31 Ik liet de leiders van Juda de muur op gaan. Ik stelde twee grote koren op; een daarvan trok in processie zuidwaarts over de muur, in de richting van de Mestpoort. 32 Hosaja volgde hen met de helft van de leiders van Juda, 33 en met Azarja, Ezra, Mesullam, 34 Jehuda, Benjamin, Semaja en Jirmeja. 35 Daarna een aantal priesters met trompetten: Zecharja, de zoon van Jonatan, die de zoon was van Semaja, de zoon van Mattanja, de zoon van Micha, de zoon van Zakkur, de zoon van Asaf, 36 met zijn verwanten Semaja, Azarel, Milalai, Gilalai, Maäi, Netanel, Jehuda en Chanani, die de muziekinstrumenten van David, de godsman, bij zich hadden. Ezra, de schrijver, ging voorop. 37 Bij de Bronpoort gingen ze rechtdoor, de trappen van de Davidsburcht op, en via de omhooggaande muur klommen ze langs het paleis van David naar de Waterpoort in het oosten. 38 Het tweede koor ging noordwaarts. Ik klom met de andere helft van het volk achter hen aan. Ze gingen over de muur langs de Bakoventoren naar de Brede Muur, 39 en via de Efraïmpoort, de Oude Poort, de Vispoort, de Chananeltoren en de Honderdtoren liepen ze tot aan de Schaapspoort, en hielden halt bij de Gevangenpoort.
40 De twee koren stelden zich op in de tempel, net als ik met de helft van de bestuurders, 41 en de priesters Eljakim, Maäseja, Minjamin, Micha, Eljoënai, Zecharja en Chananja, met hun trompetten. 42 De tempelzangers Maäseja, Semaja, Elazar, Uzzi, Jochanan, Malkia, Elam en Ezer, onder leiding van Jizrachja, zongen luid. 43 Die dag brachten de Israëlieten talloze offers, en iedereen was vrolijk omdat God hun grote vreugde schonk. Ook de vrouwen en de kinderen waren blij; de feestvreugde in Jeruzalem was tot op grote afstand te horen.

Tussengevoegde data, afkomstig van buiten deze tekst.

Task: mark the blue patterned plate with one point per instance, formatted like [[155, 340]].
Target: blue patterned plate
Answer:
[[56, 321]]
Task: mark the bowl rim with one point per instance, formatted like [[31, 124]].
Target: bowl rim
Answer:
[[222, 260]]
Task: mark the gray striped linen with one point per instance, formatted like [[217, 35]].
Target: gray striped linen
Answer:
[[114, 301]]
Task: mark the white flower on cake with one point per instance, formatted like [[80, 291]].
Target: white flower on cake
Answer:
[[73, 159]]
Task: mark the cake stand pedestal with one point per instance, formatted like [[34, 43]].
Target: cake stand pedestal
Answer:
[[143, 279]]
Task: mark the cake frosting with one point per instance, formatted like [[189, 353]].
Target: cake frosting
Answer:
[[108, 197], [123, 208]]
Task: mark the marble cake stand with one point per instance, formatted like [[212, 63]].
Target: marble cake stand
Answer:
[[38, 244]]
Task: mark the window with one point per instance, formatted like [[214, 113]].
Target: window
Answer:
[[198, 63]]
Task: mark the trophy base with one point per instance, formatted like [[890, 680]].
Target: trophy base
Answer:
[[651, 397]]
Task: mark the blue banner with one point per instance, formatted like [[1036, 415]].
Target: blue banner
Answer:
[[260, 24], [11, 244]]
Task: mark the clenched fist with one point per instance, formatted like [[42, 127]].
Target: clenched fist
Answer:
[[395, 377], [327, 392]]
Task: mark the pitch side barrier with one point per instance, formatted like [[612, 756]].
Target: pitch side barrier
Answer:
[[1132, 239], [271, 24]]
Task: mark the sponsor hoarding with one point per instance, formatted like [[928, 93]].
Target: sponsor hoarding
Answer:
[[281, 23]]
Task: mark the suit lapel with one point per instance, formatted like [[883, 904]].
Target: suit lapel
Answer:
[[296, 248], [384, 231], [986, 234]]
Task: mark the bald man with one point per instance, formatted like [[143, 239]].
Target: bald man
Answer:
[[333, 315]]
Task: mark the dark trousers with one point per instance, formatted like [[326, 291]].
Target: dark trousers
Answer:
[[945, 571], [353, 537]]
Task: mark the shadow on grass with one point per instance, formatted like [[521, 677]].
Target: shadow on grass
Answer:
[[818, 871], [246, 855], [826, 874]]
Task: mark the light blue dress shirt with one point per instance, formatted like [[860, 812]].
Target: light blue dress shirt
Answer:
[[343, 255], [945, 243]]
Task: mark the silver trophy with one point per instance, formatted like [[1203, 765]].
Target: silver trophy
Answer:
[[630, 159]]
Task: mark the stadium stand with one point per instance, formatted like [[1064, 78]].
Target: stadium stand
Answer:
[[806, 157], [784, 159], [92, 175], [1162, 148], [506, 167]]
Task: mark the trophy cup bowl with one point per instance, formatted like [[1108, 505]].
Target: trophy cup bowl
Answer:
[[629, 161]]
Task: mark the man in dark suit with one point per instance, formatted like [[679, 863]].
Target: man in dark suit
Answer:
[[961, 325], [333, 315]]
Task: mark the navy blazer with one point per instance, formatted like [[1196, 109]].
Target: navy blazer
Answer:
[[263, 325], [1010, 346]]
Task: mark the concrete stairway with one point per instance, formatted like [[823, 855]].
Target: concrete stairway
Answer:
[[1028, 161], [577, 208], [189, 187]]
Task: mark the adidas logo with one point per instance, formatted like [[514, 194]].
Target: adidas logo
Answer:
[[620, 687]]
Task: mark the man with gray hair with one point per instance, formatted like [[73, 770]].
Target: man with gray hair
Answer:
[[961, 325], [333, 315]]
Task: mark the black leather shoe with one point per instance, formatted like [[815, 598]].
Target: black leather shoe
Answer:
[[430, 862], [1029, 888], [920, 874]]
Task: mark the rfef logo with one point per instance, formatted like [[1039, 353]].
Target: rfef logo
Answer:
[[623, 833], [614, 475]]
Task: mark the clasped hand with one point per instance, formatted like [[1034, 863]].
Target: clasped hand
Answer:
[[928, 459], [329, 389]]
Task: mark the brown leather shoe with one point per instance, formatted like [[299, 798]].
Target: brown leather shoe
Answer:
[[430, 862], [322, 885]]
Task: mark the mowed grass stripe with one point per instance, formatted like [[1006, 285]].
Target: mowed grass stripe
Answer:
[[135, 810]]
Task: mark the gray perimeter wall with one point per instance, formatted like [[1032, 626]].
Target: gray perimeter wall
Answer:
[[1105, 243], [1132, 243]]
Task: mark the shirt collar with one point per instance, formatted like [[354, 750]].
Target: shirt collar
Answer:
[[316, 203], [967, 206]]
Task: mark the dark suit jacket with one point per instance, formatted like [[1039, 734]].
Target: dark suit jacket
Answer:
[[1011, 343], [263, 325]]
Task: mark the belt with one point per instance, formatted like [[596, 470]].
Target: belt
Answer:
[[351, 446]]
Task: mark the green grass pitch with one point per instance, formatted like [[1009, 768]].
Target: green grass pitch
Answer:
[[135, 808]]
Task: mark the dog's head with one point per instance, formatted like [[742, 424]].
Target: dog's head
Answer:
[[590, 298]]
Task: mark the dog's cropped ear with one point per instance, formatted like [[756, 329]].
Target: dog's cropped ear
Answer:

De voorraadkamers voor de tienden
44 Op die dag werden er mannen aangesteld tot opzichters van de voorraadkamers waarin de opbrengst van de eerste oogst en de tienden bijeengebracht werden, namelijk het deel dat volgens de wet aan de priesters en de Levieten toekwam, al naargelang de opbrengst van de rond de steden gelegen akkers. Juda schepte namelijk vreugde in de priesters en de Levieten die dienstdeden. 45 Ze voldeden trouw aan hun verplichtingen tegenover hun God en hielden zich aan de reinheidsvoorschriften. Dat deden ook de zangers en de poortwachters, overeenkomstig de voorschriften van David en zijn zoon Salomo – 46 in de tijd van David en Asaf, lang geleden, ligt immers de oorsprong van de dienst van de tempelzangers, die de lofzangen aanheffen en God prijzen. 47 In de tijd van Zerubbabel en Nehemia gaven de Israëlieten aan de zangers en de poortwachters wat zij dagelijks nodig hadden, en ze schonken heilige gaven aan de Levieten, waarin ook de nakomelingen van Aäron deelden.